Government did not stop there but made efforts to improve market access for cotton farmers and promoted partnerships with some private companies to ensure better pricing and contracts. It also increased funding for agricultural research towards developing high-yield and disease-resistant cotton varieties.

There has also been a lot happening towards equipping farmers with knowledge Government organising training workshops to enhance farmers’ knowledge of best farming practices, pest management and sustainable agricultural practices. This has backed by a lot of investments in rural infrastructure such as roads and irrigation systems to facilitate easier access to markets and improve production efficiency.

It seems the more Government is trying to improve the human component’s capacity, the more the challenges the cotton sector faces.

Adverse weather aside, it seems something is happening somewhere along the production process, which is impacting yields while markets also seem to be conspiring to gradually squeeze life out of the farmers.

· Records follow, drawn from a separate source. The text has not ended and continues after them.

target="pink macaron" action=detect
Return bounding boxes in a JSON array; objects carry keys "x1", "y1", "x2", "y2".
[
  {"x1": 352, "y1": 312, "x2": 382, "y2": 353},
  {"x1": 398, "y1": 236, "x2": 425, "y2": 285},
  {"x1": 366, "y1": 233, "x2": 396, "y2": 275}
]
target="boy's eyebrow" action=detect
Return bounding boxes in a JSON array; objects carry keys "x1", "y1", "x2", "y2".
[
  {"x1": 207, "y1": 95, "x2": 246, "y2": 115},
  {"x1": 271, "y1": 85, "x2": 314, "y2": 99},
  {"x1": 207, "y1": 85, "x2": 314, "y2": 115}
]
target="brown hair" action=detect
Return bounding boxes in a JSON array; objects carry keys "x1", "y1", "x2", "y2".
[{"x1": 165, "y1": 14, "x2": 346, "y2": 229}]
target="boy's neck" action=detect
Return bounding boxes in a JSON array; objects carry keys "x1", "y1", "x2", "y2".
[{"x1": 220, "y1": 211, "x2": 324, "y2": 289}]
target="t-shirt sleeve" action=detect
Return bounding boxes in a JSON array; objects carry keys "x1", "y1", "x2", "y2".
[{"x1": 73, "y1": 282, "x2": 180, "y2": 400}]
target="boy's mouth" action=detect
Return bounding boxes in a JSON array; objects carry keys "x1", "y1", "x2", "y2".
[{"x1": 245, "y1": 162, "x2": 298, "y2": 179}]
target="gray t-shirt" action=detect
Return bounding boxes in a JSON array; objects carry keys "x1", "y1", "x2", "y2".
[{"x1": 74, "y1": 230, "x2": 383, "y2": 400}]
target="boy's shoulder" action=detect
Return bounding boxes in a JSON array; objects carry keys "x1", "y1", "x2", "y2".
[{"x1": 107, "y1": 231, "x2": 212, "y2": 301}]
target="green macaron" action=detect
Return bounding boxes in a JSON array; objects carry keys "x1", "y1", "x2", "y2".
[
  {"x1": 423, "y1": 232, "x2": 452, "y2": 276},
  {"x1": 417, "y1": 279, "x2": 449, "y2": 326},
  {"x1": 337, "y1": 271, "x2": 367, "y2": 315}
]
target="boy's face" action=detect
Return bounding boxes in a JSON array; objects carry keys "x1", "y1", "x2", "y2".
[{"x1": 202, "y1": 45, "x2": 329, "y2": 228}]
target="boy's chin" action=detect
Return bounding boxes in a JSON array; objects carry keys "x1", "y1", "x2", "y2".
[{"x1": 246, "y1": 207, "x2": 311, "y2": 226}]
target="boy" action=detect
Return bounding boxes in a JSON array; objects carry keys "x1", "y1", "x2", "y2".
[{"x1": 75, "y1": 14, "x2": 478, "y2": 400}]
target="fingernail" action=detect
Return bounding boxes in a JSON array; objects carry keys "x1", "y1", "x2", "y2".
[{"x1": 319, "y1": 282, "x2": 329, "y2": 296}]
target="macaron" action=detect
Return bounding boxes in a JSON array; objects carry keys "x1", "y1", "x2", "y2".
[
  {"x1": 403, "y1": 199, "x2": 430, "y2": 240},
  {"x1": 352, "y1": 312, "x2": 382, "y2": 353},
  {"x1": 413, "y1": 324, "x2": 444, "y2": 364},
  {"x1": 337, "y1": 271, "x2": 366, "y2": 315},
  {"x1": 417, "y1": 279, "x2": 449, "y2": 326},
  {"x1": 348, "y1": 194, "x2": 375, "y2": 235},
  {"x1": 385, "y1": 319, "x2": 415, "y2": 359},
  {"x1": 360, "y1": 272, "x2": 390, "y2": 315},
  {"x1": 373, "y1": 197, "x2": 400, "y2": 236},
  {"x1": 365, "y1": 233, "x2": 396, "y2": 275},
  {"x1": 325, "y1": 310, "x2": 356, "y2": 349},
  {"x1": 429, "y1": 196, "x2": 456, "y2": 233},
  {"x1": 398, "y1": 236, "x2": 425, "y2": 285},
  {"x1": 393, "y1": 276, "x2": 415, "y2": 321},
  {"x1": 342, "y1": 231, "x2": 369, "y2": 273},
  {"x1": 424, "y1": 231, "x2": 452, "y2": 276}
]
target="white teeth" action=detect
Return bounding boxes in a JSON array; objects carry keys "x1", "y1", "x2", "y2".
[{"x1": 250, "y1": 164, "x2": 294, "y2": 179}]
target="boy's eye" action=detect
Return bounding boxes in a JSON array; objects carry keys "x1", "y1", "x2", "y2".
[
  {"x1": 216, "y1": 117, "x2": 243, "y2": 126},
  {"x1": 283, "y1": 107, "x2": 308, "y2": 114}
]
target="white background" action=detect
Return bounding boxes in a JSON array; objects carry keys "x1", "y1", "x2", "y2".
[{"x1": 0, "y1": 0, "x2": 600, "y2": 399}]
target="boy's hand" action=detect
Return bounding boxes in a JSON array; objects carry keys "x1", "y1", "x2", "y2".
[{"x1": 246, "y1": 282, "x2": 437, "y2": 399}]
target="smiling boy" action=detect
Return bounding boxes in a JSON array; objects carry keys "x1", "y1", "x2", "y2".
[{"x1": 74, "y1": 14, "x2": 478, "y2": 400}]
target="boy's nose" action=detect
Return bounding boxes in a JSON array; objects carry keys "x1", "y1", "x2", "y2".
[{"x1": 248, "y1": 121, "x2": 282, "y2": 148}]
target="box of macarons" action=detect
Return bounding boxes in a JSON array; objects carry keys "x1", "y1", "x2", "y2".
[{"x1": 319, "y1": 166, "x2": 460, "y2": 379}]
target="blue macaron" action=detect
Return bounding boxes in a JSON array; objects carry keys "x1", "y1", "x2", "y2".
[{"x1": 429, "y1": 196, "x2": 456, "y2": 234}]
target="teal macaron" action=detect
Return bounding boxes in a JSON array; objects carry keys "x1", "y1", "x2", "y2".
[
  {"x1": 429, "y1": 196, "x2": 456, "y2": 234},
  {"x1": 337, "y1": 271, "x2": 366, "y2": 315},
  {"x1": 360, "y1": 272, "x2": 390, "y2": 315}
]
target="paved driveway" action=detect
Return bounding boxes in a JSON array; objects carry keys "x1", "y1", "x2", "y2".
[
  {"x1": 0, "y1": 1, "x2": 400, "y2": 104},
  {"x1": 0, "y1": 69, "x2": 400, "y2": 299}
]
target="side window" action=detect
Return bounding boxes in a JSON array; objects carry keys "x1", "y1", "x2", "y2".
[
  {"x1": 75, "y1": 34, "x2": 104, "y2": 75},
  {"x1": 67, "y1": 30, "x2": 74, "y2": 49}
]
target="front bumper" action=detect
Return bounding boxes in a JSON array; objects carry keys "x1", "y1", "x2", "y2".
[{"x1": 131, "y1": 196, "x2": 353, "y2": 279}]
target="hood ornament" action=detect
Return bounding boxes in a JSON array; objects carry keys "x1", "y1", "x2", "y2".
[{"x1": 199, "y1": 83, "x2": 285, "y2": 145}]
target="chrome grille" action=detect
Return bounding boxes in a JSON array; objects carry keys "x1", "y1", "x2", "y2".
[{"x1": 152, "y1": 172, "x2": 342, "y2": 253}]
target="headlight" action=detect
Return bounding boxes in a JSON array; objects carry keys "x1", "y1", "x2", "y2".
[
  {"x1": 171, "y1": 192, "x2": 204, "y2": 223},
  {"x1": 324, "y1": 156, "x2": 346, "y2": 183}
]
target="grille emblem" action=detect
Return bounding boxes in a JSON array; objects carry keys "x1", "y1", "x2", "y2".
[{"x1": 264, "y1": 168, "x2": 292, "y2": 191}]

This is the mystery I am seeking to understand in this analysis. This, effectively means there is some kind of breakdown somewhere and it is this disconnect that needs to be corrected to get the industry booming once again.

Maybe I am just over-thinking this but things are just not adding up. The 2023/24 season that was ruined by the El Nino inspired drought saw cotton yields settling at 13, 5 million kilogrammes, a yield that rose to just 28 million kilogrammes in a season that saw other crops recording bumper yields.

On the one hand, it may also suffice to say contractors have a role in the current challenges affecting the sector. They do not seem to be adequately preparing for the marketing seasons when they will be buying seed cotton from the farmers. In the end we are having perennial problems of farmers going for very long periods of time without being paid for deliveries they would have made.

Remember, farmers are business people who need working capital every bit of the way, so failing to pay them on time for produce delivered is tantamount to denying them the opportunity to invest in new cropping ventures.

The shrinking hectarage may be a result of many other factors but to me, money in the form of payments for produce, is a key determinant to how the industry survives going forward.

It is highly disappointing to realise that farmers have not received differential prices for their cotton after the regrading process. The grade differential prices are unequivocally farmers’ dues given that all the lint is bought as grade D before it is later re-graded to enable farmers to get the true value of their produce. It must not come as just a token of appreciation or a complimentary prize but something that belongs to the growers.

Over the years, grade differential prices had been made to look as if they are optional by some contractors yet they should be the ones bringing in the greater chunk of the payments. If a farmer scores grade A for the bulk of her cotton and receives the initial grade D prices, then it means more money should therefore be coming later after the re-grading.

I vividly remember that we would wait expectantly for the grade differential price back in the eighties and late seventies after we would have received our first payment. The coming of that money just before the festive season would enable my parents to buy us new clothes for both Christmas and new year. They would also use the money for home developments and further preparations for new seasons.

This does not require rocket science for anyone to see how cotton farming allowed and can still allow farmers to make decent livelihoods after the marketing seasons. This failure by the crop to generate enough revenue to uplift livelihoods may also be part of the reasons the crop may be slowly dying a natural death.

All this is happening on the backdrop of rampant reports that many farmers are dumping the white gold for either tobacco or sesame, two crops which are currently ruling the roost, as far as viable payments are concerned.

It will only be a matter of time before paying before the nation wakes up to the news that farmers have completely opted to dump cotton.

This is not a prophecy of doom but words of a one-time beneficiary of cotton revenue when the sector was still thriving.